As expected, our systematic approach guarantees no overlaps until we exceed the total number of unique combinations, while the random approach starts to show overlaps much earlier. We can also see that, using this method, we never have a difference between most- and least-filled well greater than $R$:

This problem turns out to be closely related to some well-studied and more complex mathematical problems, such as balanced incomplete block designs (BIBDs). And in the real world, very similar ideas arise in contexts like disease testing, error correcting codes, and more. In our case, we're not too concerned with achieving perfect balance between all the wells or conclusively identifying all drug-drug interactions, but this fairly simple approach gives us a practical and efficient way to design our pooling schemes. (We should say, too, that there are lots of other factors that need to be considered when designing a real pooling scheme, but this approach is a good starting point.)

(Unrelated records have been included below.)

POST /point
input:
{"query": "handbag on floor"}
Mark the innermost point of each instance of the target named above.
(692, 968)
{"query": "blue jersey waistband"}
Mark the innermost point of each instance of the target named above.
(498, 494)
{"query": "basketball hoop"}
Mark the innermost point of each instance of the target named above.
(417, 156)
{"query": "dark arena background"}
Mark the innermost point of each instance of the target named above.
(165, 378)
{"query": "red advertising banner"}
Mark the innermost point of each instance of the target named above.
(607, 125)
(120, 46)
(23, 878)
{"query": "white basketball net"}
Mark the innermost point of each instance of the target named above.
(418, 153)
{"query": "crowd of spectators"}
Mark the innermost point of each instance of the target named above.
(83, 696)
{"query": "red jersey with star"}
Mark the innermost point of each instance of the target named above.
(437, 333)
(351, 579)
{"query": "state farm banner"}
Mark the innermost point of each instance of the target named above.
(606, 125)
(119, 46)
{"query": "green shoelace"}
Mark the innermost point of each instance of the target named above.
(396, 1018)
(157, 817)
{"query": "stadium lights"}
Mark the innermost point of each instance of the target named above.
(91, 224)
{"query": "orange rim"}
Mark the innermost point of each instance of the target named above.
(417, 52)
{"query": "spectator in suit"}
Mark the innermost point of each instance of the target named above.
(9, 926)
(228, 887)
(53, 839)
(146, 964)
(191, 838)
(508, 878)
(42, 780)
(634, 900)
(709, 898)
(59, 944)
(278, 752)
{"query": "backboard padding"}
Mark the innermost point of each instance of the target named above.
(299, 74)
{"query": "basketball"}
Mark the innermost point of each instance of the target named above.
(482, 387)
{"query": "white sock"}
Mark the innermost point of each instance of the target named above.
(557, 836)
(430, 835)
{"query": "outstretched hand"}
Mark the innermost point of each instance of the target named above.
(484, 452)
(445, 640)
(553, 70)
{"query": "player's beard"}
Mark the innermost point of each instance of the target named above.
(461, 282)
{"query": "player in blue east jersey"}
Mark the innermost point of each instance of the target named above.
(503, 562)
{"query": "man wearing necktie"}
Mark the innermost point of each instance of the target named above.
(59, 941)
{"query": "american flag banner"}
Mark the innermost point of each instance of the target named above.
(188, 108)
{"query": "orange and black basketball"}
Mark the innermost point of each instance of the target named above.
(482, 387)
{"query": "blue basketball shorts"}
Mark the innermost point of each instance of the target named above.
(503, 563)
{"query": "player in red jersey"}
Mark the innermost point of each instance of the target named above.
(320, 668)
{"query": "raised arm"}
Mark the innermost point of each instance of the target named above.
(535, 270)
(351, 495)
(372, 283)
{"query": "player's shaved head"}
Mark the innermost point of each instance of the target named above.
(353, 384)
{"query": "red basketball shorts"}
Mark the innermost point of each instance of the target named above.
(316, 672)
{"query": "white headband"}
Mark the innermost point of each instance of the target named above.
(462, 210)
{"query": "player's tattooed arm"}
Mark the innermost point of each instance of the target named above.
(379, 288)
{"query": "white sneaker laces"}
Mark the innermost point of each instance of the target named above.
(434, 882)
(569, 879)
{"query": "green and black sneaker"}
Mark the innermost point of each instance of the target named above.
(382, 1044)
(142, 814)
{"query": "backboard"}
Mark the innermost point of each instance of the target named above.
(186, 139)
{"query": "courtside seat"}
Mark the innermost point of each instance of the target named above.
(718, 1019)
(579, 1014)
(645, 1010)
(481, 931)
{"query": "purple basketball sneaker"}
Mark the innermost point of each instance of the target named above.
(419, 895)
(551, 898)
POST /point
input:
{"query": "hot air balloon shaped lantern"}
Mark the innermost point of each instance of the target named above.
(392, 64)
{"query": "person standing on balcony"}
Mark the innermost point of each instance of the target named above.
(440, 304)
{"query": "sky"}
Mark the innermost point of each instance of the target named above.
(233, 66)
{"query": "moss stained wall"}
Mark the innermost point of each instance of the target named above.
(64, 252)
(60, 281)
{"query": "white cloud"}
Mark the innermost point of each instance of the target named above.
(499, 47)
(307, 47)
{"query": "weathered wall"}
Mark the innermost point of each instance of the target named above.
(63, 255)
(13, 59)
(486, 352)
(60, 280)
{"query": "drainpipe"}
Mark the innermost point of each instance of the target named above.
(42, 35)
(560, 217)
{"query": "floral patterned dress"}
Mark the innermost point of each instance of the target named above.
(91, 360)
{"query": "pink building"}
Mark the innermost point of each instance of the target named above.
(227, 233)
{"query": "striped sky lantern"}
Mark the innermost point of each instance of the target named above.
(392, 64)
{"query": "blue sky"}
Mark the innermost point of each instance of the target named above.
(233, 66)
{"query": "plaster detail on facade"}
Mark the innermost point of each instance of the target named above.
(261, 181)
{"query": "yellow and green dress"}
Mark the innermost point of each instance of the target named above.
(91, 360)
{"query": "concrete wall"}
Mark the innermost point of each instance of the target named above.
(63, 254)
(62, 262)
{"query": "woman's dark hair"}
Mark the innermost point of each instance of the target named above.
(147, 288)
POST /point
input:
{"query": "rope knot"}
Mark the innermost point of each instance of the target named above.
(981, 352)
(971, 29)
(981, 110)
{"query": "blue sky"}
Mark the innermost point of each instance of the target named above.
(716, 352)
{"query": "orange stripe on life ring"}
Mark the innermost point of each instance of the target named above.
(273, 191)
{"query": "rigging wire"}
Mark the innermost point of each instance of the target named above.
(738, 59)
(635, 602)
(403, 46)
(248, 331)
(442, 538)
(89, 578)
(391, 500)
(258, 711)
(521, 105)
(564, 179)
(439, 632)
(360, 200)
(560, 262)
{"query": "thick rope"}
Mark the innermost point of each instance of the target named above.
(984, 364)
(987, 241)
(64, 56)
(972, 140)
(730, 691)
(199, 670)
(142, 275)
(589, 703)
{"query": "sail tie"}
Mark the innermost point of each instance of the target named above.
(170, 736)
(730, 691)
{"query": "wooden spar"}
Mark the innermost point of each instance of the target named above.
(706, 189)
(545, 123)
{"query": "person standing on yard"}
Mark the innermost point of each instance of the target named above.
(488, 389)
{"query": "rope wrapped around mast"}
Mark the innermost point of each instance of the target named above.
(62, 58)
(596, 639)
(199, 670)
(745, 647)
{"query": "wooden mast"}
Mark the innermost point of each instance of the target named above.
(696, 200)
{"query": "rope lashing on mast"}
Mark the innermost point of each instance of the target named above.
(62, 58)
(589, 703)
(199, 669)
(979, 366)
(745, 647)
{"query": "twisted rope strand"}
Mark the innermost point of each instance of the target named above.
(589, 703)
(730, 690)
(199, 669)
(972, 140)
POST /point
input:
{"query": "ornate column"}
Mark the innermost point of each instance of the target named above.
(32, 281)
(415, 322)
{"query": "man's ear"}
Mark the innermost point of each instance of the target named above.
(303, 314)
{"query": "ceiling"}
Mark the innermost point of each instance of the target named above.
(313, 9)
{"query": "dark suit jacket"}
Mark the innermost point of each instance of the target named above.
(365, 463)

You might think all this math language is a bit of overkill for the problem at hand, and indeed you don't need to understand anything about stabilizers or group actions to implement this solution (though the formal approach is helpful in understanding how to generalize from $R=2$ to larger $R$). But whether we frame the problem with abstract math or not, optimizing our pooling scheme means we can get more data with fewer measurements. And in a field like drug discovery where there are so many difficult trade-offs, it's always nice to find a free win!